La presenza di Harris nella gara è stata spesso descritto come una specie di testamento della natura di 11 America del secolo scorso e il moderno Partito Democratico, quello in cui gli elettori neri sono un blocco di voto riconosciuto e significativo, con le donne nere la componente centrale.

La campagna di Harris era imperfetto, ma era anche molto probabilmente ostacolato dai modi in cui il sessismo e il razzismo modellano la politica americana, ha affermato Andra Gillespie, scienziata all’Emory University che studia il comportamento politico nero.

“È lo stesso della campagna di Clinton in 2016 ”, ha detto Gillespie. “Non possiamo dire che non ci fosse sessismo, ma avrebbe dovuto fare una campagna nel Michigan.”

Tra le questioni che Harris ha affrontato: difficoltà a ottenere un ampio sostegno da parte degli elettori neri che storicamente hanno cercato di sostenere il candidato meno offensivo che ha maggiori probabilità di vincere. Gli elettori neri hanno ampiamente appoggiato l’ex vicepresidente Joe Biden, il più noto dei candidati in gara.

Allo stesso tempo, Harris si è mostrato incerto e impreparato nei momenti chiave della gara , come appena dopo il suo groviglio nella fase di dibattito con Biden sull’autobus per l’integrazione delle scuole pubbliche, Brown ha detto. Ma come altre donne in gara, ha anche affrontato più domande sui dettagli delle sue posizioni politiche rispetto ai candidati maschi, ha detto Brown.

Ora, Harris è nella strana posizione di ritirarsi da la gara in cui restano altri candidati che scrutano ancora più in basso di lei.

La sua assenza solleva domande sia immediate sia a lungo termine per candidati, elettori e Partito Democratico, ha detto Gillespie. Altri candidati si contenderanno i suoi elettori, ma potrebbero non cercare immediatamente la sua approvazione, dal momento che stava andando così male in gara prima della sua partenza. Potrebbe anche esserci una maggiore pressione sui candidati di livello inferiore affinché ritirino e consolidino la gara, ha affermato Gillespie.

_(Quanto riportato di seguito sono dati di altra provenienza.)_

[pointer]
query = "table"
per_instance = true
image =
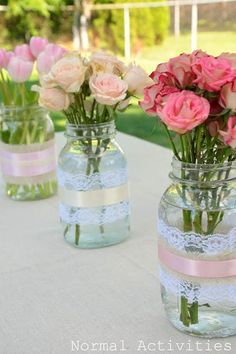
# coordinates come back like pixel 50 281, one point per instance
pixel 55 299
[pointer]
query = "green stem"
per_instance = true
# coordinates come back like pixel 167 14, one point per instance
pixel 77 234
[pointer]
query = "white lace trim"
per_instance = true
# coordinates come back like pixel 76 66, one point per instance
pixel 211 244
pixel 81 182
pixel 94 216
pixel 211 292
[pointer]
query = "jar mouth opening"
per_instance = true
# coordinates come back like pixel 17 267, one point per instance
pixel 15 108
pixel 91 131
pixel 90 125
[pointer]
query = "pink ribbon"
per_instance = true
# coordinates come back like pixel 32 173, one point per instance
pixel 28 164
pixel 197 268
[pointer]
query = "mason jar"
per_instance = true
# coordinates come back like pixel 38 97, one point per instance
pixel 197 248
pixel 27 152
pixel 93 187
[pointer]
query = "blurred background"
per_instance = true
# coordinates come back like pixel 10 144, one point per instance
pixel 147 32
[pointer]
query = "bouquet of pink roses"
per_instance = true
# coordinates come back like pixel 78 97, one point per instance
pixel 89 91
pixel 25 128
pixel 194 95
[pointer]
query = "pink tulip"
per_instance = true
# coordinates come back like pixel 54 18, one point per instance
pixel 37 45
pixel 23 51
pixel 4 58
pixel 48 57
pixel 19 69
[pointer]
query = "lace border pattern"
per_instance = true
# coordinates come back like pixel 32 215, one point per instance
pixel 212 244
pixel 211 292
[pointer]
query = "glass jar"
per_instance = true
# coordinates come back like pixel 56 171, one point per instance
pixel 27 151
pixel 197 248
pixel 93 187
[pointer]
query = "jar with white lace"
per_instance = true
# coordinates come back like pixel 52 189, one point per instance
pixel 93 187
pixel 197 248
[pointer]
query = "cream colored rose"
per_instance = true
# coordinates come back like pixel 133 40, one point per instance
pixel 137 79
pixel 54 99
pixel 67 73
pixel 103 62
pixel 107 88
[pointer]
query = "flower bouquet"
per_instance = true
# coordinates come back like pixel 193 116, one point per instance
pixel 92 171
pixel 194 98
pixel 27 132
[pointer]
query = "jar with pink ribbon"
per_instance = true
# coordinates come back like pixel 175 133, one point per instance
pixel 27 151
pixel 197 248
pixel 93 186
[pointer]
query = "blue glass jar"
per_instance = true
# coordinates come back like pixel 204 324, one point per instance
pixel 93 187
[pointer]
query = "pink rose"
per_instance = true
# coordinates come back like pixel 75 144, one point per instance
pixel 160 69
pixel 68 73
pixel 229 135
pixel 107 88
pixel 53 99
pixel 231 57
pixel 213 128
pixel 180 68
pixel 23 51
pixel 5 58
pixel 184 111
pixel 37 45
pixel 156 95
pixel 228 96
pixel 197 54
pixel 136 78
pixel 212 73
pixel 48 57
pixel 164 77
pixel 19 69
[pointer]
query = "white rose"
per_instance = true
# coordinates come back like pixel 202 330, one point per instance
pixel 107 88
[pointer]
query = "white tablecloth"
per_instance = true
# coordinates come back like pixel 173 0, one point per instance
pixel 55 299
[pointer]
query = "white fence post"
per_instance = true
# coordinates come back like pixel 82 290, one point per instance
pixel 177 19
pixel 194 21
pixel 127 32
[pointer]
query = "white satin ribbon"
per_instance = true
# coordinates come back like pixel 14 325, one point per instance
pixel 96 198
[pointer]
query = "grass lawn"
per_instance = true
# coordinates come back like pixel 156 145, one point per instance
pixel 134 121
pixel 212 42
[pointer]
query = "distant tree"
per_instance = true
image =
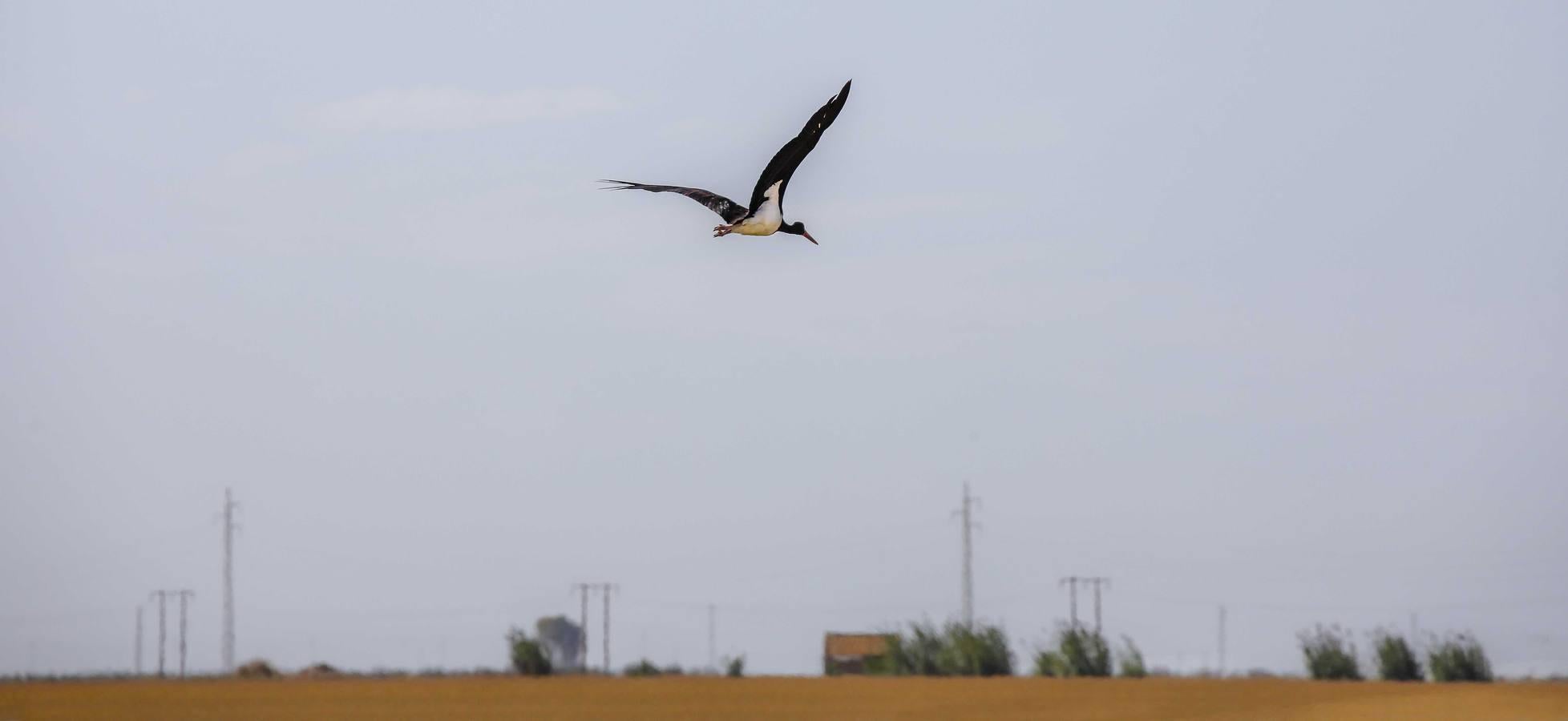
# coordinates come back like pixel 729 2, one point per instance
pixel 1131 660
pixel 1330 654
pixel 641 668
pixel 527 654
pixel 1394 657
pixel 562 640
pixel 736 667
pixel 1459 659
pixel 954 649
pixel 1084 651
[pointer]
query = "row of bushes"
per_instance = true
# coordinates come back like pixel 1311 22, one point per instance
pixel 1332 655
pixel 959 649
pixel 532 655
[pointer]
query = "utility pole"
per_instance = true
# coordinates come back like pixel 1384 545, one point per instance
pixel 162 598
pixel 713 657
pixel 1222 640
pixel 582 638
pixel 607 588
pixel 966 513
pixel 139 640
pixel 228 578
pixel 184 594
pixel 1097 582
pixel 1071 582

Quindi, vi è il potenziale impatto su Biden. Molte delle gaffe della fase del dibattito di Biden: la discussione sul primo dibattito e il suo fallimento nel dibattito di novembre per ricordare l’esistenza di Harris quando ha affermato di avere il sostegno dell’unica donna nera a servire al Senato, riferendosi all’ex senatore Carol Moseley Braun – erano in qualche modo collegati a Harris. Quindi, la sua partenza potrebbe avvantaggiarlo.

“Mi chiedo quanto sarà incline alle gaffe o apparirà con lei fuori dal palco”, ha detto Gillespie.

Negli ultimi secondi di un videomessaggio inviato dalla campagna Harris su Twitter, Harris ha affermato che la fine della sua campagna non ha bisogno di estinguere la lotta per questioni chiave che molti osservatori politici hanno descritto come difficili da discernere mentre la campagna è rimasta operativa.

“Continuiamo a lottare per l’America in cui crediamo”, ha detto, “un’America libera dall’ingiustizia, un’America che conosciamo può essere esaltata da ciò che è stato.”